Yes, I can see that there are issues with just handing a set of diagnostic criteria to doctors and expecting them to be able to apply them correctly - and I am pleased somebody is working on developing better tools, they are sorely needed.

But I don't think the DSQ-2 is quite there yet. The two main issues I have with this instrument are

1) that it doesn't take into account the effect of pacing (as mentioned in my previous post #3) and

2) the description of PEM is insufficient. Yes, all the symptoms listed under PEM are relevant, but all the other separately listed symptoms typically also increase during PEM and that's not made very clear.

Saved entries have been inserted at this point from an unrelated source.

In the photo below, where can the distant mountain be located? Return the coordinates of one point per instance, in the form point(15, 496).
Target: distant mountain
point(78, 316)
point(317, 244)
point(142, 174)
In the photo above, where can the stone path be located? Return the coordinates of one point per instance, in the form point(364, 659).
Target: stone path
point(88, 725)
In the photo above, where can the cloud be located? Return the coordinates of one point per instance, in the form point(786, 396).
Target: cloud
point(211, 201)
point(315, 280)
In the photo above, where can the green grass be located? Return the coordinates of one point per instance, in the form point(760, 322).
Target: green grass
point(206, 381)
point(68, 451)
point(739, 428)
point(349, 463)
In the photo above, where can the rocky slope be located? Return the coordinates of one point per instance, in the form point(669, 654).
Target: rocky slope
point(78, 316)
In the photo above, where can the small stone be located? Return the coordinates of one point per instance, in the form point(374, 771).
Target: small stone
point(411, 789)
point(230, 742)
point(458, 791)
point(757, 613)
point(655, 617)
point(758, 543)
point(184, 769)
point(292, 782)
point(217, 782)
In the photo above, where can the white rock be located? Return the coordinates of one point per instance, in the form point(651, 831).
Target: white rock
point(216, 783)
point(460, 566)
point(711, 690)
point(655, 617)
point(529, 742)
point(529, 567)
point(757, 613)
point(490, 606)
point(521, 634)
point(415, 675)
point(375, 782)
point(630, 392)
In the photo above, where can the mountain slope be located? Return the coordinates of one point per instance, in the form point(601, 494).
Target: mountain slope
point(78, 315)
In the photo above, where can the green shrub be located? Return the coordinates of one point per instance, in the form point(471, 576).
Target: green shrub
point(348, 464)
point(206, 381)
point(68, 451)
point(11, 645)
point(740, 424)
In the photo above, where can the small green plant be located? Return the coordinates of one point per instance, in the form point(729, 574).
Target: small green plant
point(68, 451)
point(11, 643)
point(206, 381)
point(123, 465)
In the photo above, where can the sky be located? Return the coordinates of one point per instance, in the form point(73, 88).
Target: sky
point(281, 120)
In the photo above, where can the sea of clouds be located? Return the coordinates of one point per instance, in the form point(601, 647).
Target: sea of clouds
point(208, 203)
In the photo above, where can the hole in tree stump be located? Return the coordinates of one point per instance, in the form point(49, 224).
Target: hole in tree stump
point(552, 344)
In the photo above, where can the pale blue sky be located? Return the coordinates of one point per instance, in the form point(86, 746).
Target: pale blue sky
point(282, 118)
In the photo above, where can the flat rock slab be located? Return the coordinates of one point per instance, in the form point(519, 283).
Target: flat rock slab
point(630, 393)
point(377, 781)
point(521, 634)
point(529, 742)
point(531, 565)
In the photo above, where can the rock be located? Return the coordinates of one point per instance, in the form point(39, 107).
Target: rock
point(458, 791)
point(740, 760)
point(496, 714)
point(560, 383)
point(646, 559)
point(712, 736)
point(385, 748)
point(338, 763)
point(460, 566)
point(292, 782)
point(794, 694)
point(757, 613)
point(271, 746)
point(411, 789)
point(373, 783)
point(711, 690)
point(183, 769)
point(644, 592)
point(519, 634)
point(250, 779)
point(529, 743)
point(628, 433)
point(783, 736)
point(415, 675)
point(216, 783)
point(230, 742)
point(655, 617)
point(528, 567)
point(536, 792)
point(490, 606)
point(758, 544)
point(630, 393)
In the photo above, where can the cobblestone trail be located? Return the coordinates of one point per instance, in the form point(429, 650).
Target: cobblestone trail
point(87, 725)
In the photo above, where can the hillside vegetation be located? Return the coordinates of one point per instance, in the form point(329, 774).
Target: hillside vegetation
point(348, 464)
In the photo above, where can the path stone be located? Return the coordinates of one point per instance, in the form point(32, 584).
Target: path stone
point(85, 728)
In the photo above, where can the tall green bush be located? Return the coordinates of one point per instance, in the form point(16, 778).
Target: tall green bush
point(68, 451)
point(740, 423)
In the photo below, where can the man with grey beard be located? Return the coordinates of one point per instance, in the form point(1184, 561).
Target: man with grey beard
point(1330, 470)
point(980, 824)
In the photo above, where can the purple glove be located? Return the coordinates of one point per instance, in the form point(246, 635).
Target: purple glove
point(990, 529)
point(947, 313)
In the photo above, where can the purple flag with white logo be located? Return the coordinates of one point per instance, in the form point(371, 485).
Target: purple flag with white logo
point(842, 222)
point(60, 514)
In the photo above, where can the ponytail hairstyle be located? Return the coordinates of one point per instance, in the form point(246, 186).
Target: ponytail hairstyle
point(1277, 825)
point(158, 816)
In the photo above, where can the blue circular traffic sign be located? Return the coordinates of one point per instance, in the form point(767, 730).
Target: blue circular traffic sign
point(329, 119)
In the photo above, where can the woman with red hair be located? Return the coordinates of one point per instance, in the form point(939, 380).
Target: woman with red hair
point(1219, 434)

If anything needs operationalising from the existing diagnostic criteria it's PEM. That's the bit virtually nobody understands (and almost everyone confuses with common or garden exercise intolerance). Everything else shouldn't be a problem for doctors to recognise and tick off, maybe with a little additional guidance on severity. But PEM - that they need help with, and much more specific guidance than this instrument offers.

My impression is that this instrument has been devised by people who know their subject too well. They know what they mean, and the sort of experienced patients to give feedback also know what they mean, but they can't see any more how it reads through the eyes of somebody who knows nothing.